Further network-based analysis identified 1,243 RNA virus species connected to carbon export and, very conservatively, 11 were implied to be involved in promoting carbon export to the bottom of the sea. Of those, two viruses linked to hosts in the algae family were selected as the most promising targets for follow-up.

“Modeling is getting to the point where we can take bags of genes from these large-scale genomic surveys and paint metabolic maps,” said Sullivan, also a professor of civil, environmental and geodetic engineering and founding director of Ohio State’s Center of Microbiome Science.

“I’m envisioning our use of AMGs and these viruses that are predicted to infect particular hosts to actually dial up those metabolic maps toward the carbon we need. It’s through that metabolic activity that we probably need to act.”

Sullivan, Dominguez-Huerta and Zayed are also team members in the EMERGE Biology Integration Institute at Ohio State.

This research was supported by the National Science Foundation, the Gordon and Betty Moore Foundation, the Ohio Supercomputer Center, Ohio State’s Center of Microbiome Science, a Ramon-Areces Foundation Postdoctoral Fellowship, Laulima Government Solutions/NIAID and France Génomique. The work was also made possible by the unprecedented sampling and science of the Tara Oceans Consortium, the nonprofit Tara Ocean Foundation and its partners.

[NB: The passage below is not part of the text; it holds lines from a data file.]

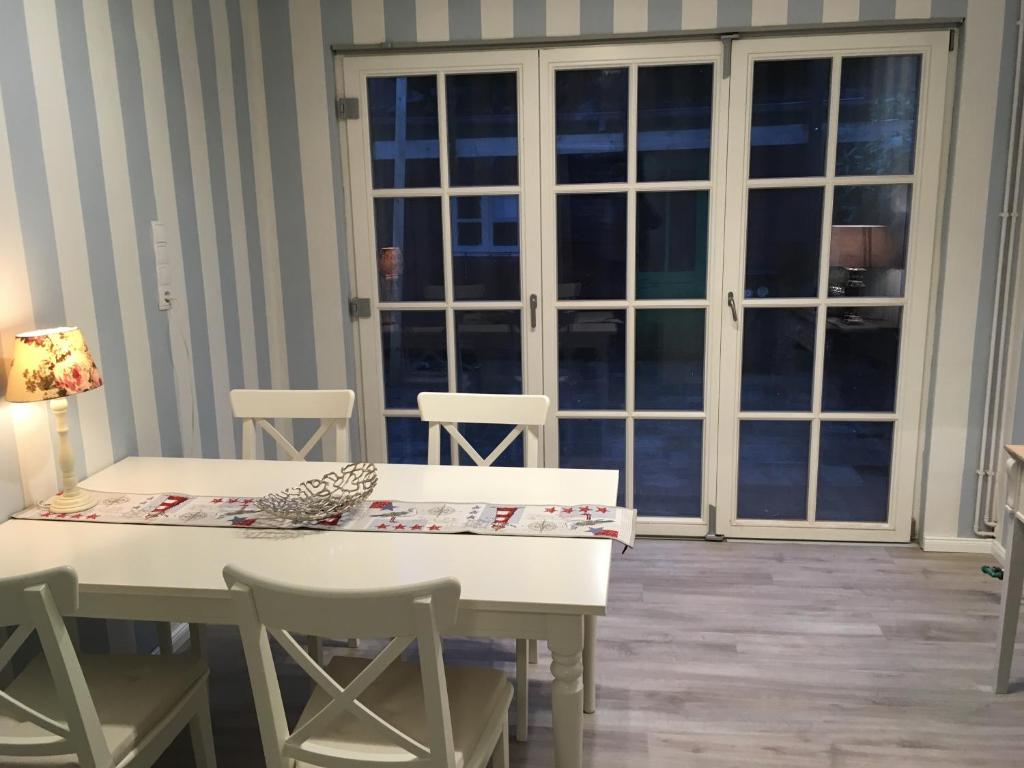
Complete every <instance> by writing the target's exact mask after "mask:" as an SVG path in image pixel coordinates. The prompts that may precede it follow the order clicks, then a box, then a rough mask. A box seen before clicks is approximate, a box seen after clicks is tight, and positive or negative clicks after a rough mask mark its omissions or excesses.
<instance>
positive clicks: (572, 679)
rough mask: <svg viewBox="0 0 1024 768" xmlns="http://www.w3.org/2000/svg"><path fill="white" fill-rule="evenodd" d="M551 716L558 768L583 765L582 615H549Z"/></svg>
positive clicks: (580, 765)
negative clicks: (557, 615)
mask: <svg viewBox="0 0 1024 768" xmlns="http://www.w3.org/2000/svg"><path fill="white" fill-rule="evenodd" d="M548 648H549V649H550V650H551V674H552V676H553V677H554V681H553V682H552V684H551V719H552V724H553V727H554V741H555V765H556V766H557V768H582V766H583V616H580V615H558V616H555V615H553V616H549V617H548Z"/></svg>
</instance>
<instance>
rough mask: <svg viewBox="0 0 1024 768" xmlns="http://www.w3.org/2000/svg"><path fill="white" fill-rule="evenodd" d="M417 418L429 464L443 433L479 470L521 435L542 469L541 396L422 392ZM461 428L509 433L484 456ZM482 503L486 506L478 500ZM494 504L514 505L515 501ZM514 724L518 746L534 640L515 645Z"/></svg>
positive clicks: (549, 405) (495, 456)
mask: <svg viewBox="0 0 1024 768" xmlns="http://www.w3.org/2000/svg"><path fill="white" fill-rule="evenodd" d="M417 402H418V403H419V406H420V419H421V421H425V422H427V424H428V426H427V464H440V463H441V430H442V429H443V430H444V431H445V432H447V433H449V434H450V435H451V436H452V439H453V440H454V441H455V442H456V443H457V444H458V445H459V447H461V449H462V450H463V451H465V452H466V453H467V454H468V455H469V457H470V458H471V459H472V460H473V462H474V463H475V464H476V466H478V467H489V466H490V465H492V464H494V463H495V462H496V461H497V460H498V459H499V458H500V457H501V455H502V454H504V453H505V451H506V450H507V449H508V447H509V446H510V445H511V444H512V443H513V442H514V441H515V440H516V438H518V437H519V435H520V434H521V435H524V437H523V440H524V442H525V445H524V451H523V459H524V465H525V466H527V467H540V466H541V428H542V427H543V426H544V424H545V422H546V421H547V420H548V409H549V408H550V406H551V400H550V399H548V396H547V395H543V394H470V393H462V392H458V393H452V392H420V394H419V396H418V397H417ZM460 424H498V425H503V424H504V425H509V426H510V427H511V429H510V430H509V433H508V434H507V435H506V436H505V437H504V439H502V440H501V442H499V443H498V445H496V446H495V449H494V450H493V451H492V452H490V453H489V454H488V455H487V456H486V457H482V456H480V454H479V453H478V452H477V451H476V449H475V447H473V445H472V444H470V442H469V440H467V439H466V436H465V435H464V434H462V432H460V431H459V425H460ZM481 501H486V500H482V499H481ZM492 501H515V500H513V499H508V500H501V499H495V500H492ZM515 657H516V676H515V686H516V695H515V700H516V725H515V733H516V740H517V741H525V740H526V735H527V730H528V726H527V720H528V718H529V674H528V668H527V664H537V640H528V641H527V640H516V644H515Z"/></svg>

Additional co-authors on the paper include James Wainaina, Jiarong Guo, Funing Tian, Akbar Adjie Pratama, Benjamin Bolduc, Mohamed Mohssen and Olivier Zablocki, all of Sullivan’s lab; Jens Kuhn of the National Institute of Allergy and Infectious Diseases; Alexander Culley of the Université Laval; Erwan Delage, Damien Eveillard and Samuel Chaffron of the Nantes Université; Lionel Guidi of the Sorbonne Université; Hiroyuki Ogata of Kyoto University; Chris Bowler of the Ecole Normale Supérieure; Eric Karsenti of the the Ecole Normale Supérieure and Directors’ Research European Molecular Biology Laboratory; and Eric Pelletier, Adriana Alberti, Jean-Marc Aury, Quentin Carradec, Corinne da Silva, Karine Labadie, Julie Poulain and Patrick Wincker of Genoscope.